Criticized Pandemic Policies

Throughout her career, Singleton has called out the health care establishment on many fronts, but most pointedly on the policies surrounding the COVID-19 pandemic.

  Singleton was particularly critical of mandated COVID-19 shots and how the government shielded the drug companies with immunity from the effects of their products.

“When it was clear the injections had serious side effects and did not stop transmission of COVID, the government should have suspended the injections program as in 1976 with the H1N1 vaccine,” Singleton told Health Care News. “Importantly, mandates to take a drug that was not effective as a vaccine should have been prohibited. … There was no informed consent. These cases deserve to be in a medical malpractice civil court.”

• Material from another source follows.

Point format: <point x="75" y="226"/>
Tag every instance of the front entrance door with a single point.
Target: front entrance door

The Centers for Disease Control and Prevention (CDC) particularly raised Singleton’s ire because the agency became more beholden to special interests than protecting the public. The agency’s lackluster performance during the pandemic indicated it was ready for a complete overhaul.

“First, it needs an independent, external review to see how the public health agency should actually work,” said Singleton. “When you look at the CDC’s history, when it started in 1946 it was a center for communicable diseases, and that might be the first step. Walk it back to communicable diseases—period, end of story.”

Corporate Health Care

Singleton wrote that corporations were taking over health care with collusion of the government.

“Over the last couple of years, we’ve been living in a frenzied political atmosphere of inflation worries, unaddressed crime, Covid, monkeypox, and a variety of social issues,” Singleton wrote in an op-ed two years ago in Tulsa Today. “These are distractions from thinking about the big picture: the march toward government and corporate control over our lives, including absorbing medical practice into the statist-corporate complex.”

Singleton published many policy briefs and commentaries, which are posted on her page, “Marilyn Singleton, MD, JD – American. Black. Doctor: Uncensored,” at the journalism website Muck Rack.

One Last Battle

Before her death, Singleton and the Pacific Legal Foundation (PLF) were pursuing a lawsuit on behalf of patients challenging California’s mandate requiring implicit bias discussions in all continuing medical education (CME) courses.

“‘Implicit bias,’ is the idea that medical professionals unconsciously treat patients differently based on their race or other immutable characteristics,” the PLF states on its website. “In practice, this means that CME courses on advanced cardiac life support, minimally invasive surgery, or diabetes management, for example, must reserve time in each session to remind everyone that they should be conscious of a patient’s race, ethnicity, gender, or sexual orientation.”

Singleton, Azadeh Khatibi, M.D., and Do No Harm, a national medical advocacy organization, challenged the California mandate, represented pro bono by PLF. Singleton wrote in The Washington Post that the implicit bias requirement spreads “the malignant false assumption that White people are inherently racist.” PLF announced that the case Singleton helped bring, Azadeh Khatibi, et al. v. Hawkins, et al., will continue in her absence.

Proving Others Wrong

Singleton’s death is a “terrible loss,” said Jane Orient, M.D., executive director of AAPS.

“She was a third-generation physician—who proved everybody wrong who said a black doctor wouldn’t make it in the top-tier institutions where she trained—including Stanford, the University of California San Francisco, and Harvard,” said Orient.